Viver é como escrever um texto com linhas muito estranhas e nem sempre retas. A interpretação que mencionei no parágrafo anterior tem a ver com os enredos já construídos, anos antes, por outros protagonistas. Você, eu, cada um de nós pode ser um travessão no texto. Nada que se explique, mas fica lá. É notório. No entanto, imprevisível. Você anda descalço pelas areias molhadas da praia e sente o carinho das ondas beijando os dedos mínimos depois de ter beijado todos os outros. É algo diferente. Mais ainda quando o instante se parte em mil pedaços, daí alguma coisa aparece boiando na mente. Não, no olhar! Uma garrafinha sendo carregada pelo sopro dos ventos até Vossa Senhoria: você. O detalhe é que não se trata de mais um daqueles episódios tristes de lixo lançado ao mar. É uma garrafinha repleta de sonhos. Altamente simbólica a presença de uma garrafinha de vidro bem transparente (porque o que sei e o que sinto não traz dúvidas pra mim mesmo... eu sei o que quero!).

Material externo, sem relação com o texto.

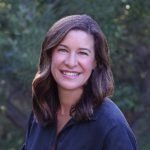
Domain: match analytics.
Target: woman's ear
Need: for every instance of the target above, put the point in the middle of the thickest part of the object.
(94, 65)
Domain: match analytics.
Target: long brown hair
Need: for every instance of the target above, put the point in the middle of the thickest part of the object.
(100, 83)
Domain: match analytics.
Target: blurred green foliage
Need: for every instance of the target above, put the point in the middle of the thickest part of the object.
(23, 25)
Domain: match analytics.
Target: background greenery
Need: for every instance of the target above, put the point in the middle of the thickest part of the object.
(23, 25)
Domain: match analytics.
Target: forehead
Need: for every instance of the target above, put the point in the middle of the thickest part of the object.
(78, 37)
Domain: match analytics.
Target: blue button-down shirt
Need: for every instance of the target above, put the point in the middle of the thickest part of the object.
(107, 130)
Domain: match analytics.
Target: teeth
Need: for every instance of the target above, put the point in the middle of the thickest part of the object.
(70, 73)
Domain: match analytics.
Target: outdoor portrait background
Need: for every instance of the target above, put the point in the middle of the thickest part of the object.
(23, 25)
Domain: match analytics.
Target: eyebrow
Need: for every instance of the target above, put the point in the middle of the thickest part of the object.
(79, 48)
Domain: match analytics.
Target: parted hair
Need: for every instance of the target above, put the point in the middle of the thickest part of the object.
(99, 85)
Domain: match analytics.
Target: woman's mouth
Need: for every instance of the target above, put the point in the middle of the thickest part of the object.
(70, 73)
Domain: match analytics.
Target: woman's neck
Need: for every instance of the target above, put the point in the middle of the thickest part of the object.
(68, 99)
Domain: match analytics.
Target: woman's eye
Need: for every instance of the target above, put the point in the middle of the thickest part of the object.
(62, 50)
(83, 53)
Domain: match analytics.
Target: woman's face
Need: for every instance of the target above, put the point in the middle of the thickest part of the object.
(73, 60)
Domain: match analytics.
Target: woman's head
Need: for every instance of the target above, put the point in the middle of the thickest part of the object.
(100, 83)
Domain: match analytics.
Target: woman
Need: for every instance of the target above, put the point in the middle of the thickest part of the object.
(71, 108)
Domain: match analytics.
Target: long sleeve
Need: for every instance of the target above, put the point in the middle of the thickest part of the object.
(120, 138)
(28, 131)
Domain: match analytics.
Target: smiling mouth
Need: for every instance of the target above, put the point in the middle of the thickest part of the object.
(70, 74)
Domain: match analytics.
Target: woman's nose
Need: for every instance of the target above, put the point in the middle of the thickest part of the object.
(71, 60)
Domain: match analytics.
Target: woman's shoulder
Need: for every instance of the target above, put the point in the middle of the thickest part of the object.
(109, 114)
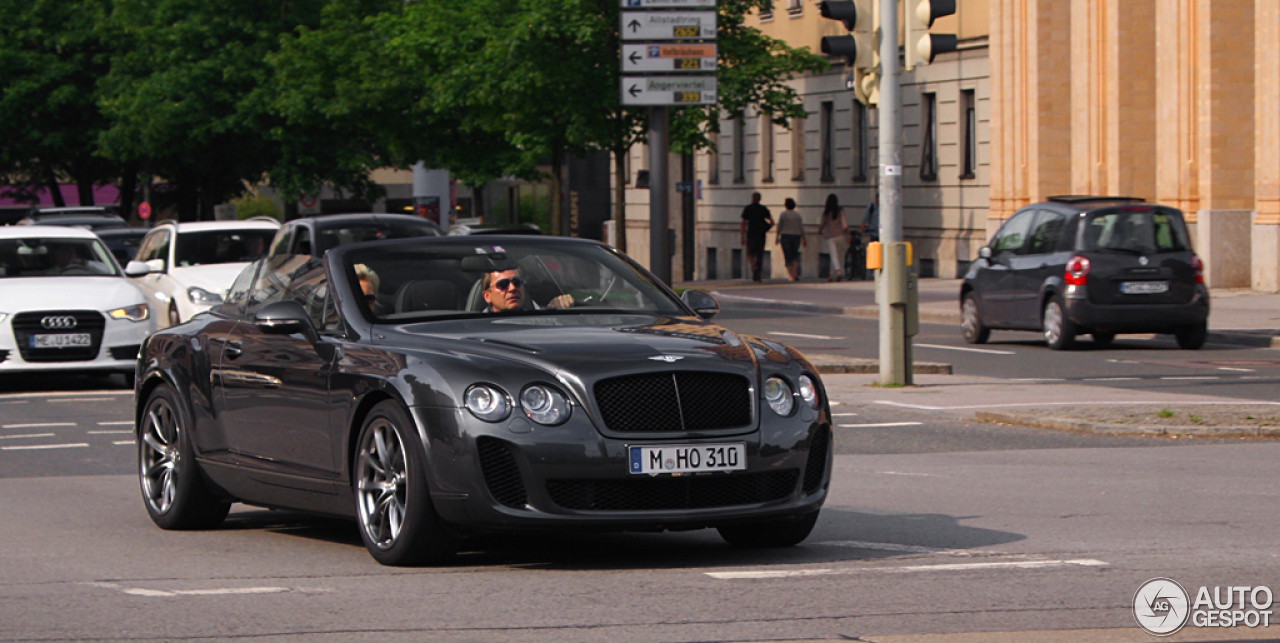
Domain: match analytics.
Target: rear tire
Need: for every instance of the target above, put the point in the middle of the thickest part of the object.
(397, 520)
(970, 322)
(775, 533)
(1059, 331)
(1192, 337)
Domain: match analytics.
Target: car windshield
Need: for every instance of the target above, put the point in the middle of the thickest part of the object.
(40, 256)
(329, 238)
(1138, 231)
(206, 247)
(512, 276)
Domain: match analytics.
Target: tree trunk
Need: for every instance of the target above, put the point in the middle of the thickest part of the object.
(620, 195)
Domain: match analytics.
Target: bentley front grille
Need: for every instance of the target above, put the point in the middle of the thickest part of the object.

Mas, convenhamos: é ou não é algo inexplicável – ao menos para os mortais que conhecemos as coisas pela metade? Quem conhecerá a outra metade senão os oráculos do Futuro?

O que surpreende é a curiosidade de ler no rótulo que abraça o vidro da garrafinha: “São seus”. Meus? A pergunta acaba sofrendo com o olhar duvidoso, uma vergonha pra quem disse ter fé. Sofrimento porque a pergunta soa confusa e ao mesmo tempo questionadora. Se são meus por que estão pra fora de mim? Pior, presos dentro de uma garrafinha de vidro? E que sonhos são estes que não sei mas que se lê serem meus? Nada que não se possa saber de imediato ou aos poucos, depende.

Tudo na vida depende de alguma coisa, de algum esforço, de um estado de ser ou saber ser. Daí, decorre espocar a rolha rumo à sua própria liberdade de papel cumprido. Segurar firme a garrafinha e avistar a despedida feliz da rolha no vaivém das ondas, sempre por cima delas, tem lá seus significados pueris.

E o que há por dentro da tal garrafinha? Uns versos musicais, presumo de início. Presunção, às vezes, não é empáfia. Isto, porém, não vem ao caso agora. Um outro questionamento que me sobre ao coração é sobre os sonhos. Afinal, sonhos são para ler ou para viver? Nem um nem outro verbo, conjugo com o pensamento. Sonhos são para sonhar e aguar as terras e as raízes do coração. Mas os versos estão lá como nutrientes daquelas terras e segredos revelados naquela garrafinha. Li e reli a ciranda daquelas palavras incontáveis vezes. Inevitável foi sussurrar com a voz afiada da alma tratar-se de versos musicais. Não sei, a sua musicalidade poética acabou falando mais alto. Lembrei de uma canção, acho que furtando um cadinho daqueles versos pra mim: “eu corro pro mar pra não lembrar você e o vento me traz o que eu quero esquecer. Entre os soluços do meu choro eu tento te explicar, nos teus braços é o meu lugar... Contemplando as estrelas, minha solidão, aperta forte o peito, é mais que uma emoção...”. Uma canção que noutro dia ouvi e pareceu de carne e osso. Eu vi a canção!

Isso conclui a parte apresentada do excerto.